Asymptotic attraction with algebraic rates toward fronts of dispersive-diffusive Burgers equations
Milena Stanislavova, Atanas G. Stefanov
TL;DR
This work addresses the long-time behavior of fronts in dispersive-diffusive Burgers-type equations, focusing on heteroclinic fronts and their attraction under large perturbations. Building on BBHY, the authors bootstrap a spectral-stability framework with new energy estimates, including weighted $L^2$-energies and diffusive semigroup techniques, to obtain explicit algebraic decay rates toward fronts for both the KdV-Burgers and fractional Burgers models. The main contributions are quantitative decay results: for the KdV-Burgers model, $\|v(t)\|_{L^2} \lesssim t^{-1/2}$ and $\|v(t)\|_{L^p}$ decays with precise exponents (including $p>2$ and $1<p<2$ with small $\delta$), while for the fractional Burgers equation, odd fronts satisfy decay like $\|v(t)\|_{L^p} \lesssim (\ln t / t)^{(1-1/p)/2}$ for $1<p<2$ and $\|v(t)\|_{L^q} \lesssim (\ln t / t)^{7/24-1/(12q)}$ for $2<q\le \infty$. These results are derived under explicit spectral conditions and show that convergence to fronts occurs with algebraic (and logarithmic) rates, providing a rigorous quantification of asymptotic attraction in these dispersive-diffusive systems.
Abstract
Burgers equation is a classic model, which arises in numerous applications. At its very core it is a simple conservation law, which serves as a toy model for various dynamics phenomena. In particular, it supports explicit heteroclinic solutions, both fronts and backs. Their stability has been studied in details. There has been substantial interest in considering dispersive and/or diffusive modifications, which present novel dynamical paradigms in such simple setting.
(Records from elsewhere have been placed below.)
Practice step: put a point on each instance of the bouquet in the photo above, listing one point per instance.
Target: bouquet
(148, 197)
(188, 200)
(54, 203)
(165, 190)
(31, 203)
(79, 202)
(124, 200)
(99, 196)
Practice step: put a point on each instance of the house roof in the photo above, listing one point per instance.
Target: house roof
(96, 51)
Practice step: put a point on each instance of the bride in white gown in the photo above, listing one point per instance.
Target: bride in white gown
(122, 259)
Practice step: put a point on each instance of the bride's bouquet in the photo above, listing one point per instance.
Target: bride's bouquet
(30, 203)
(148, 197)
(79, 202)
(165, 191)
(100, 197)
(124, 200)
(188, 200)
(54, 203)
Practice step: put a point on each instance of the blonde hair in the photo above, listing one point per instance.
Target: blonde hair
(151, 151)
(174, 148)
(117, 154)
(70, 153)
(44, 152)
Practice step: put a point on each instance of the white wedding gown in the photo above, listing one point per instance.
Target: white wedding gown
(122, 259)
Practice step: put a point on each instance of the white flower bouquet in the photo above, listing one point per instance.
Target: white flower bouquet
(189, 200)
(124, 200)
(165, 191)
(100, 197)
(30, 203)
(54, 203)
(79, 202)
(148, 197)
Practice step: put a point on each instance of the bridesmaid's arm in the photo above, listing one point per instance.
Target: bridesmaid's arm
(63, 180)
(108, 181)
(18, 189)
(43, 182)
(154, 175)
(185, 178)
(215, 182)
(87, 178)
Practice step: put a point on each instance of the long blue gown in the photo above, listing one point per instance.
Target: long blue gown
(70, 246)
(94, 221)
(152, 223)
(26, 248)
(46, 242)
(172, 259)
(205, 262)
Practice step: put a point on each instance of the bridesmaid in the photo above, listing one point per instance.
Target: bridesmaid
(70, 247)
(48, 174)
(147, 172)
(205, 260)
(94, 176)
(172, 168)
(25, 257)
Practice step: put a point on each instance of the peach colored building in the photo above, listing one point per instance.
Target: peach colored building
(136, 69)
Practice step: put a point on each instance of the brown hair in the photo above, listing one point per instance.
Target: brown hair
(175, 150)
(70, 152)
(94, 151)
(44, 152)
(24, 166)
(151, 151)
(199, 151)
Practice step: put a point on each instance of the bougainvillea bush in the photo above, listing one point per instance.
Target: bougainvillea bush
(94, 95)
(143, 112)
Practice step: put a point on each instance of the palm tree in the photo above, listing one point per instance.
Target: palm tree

More specificaly, the KdV-Burgers model has been showed to support unique fronts (not all of them monotone!) with fixed values at $\pm \infty$. Many articles, among which \cite{Pego}, \cite{NS1}, \cite{NS2}, have studied the question of stability of monotone (or close to monotone) fronts. In a breakthrough paper, \cite{BBHY}, the authors have extended these results in several different directions. They have considered a wider range of models. The fronts do not need to be monotone, but are subject of a spectral condition instead. Most importantly the method allows for large perturbations, as long as the heteroclinic conditions at $\pm \infty$ are met. That is, there is asymptotic attraction to the said fronts or equivalently the limit set consist of one point. The purpose of this paper is to extend the results of \cite{BBHY} by providing explicit algebraic rates of convergence as $t\to \infty$. We bootstrap these results from the results in \cite{BBHY} using additional energy estimates for two important examples namely KdV-Burgers and the fractional Burgers problem. These rates are likely not optimal, but we conjecture that they are algebraic nonetheless.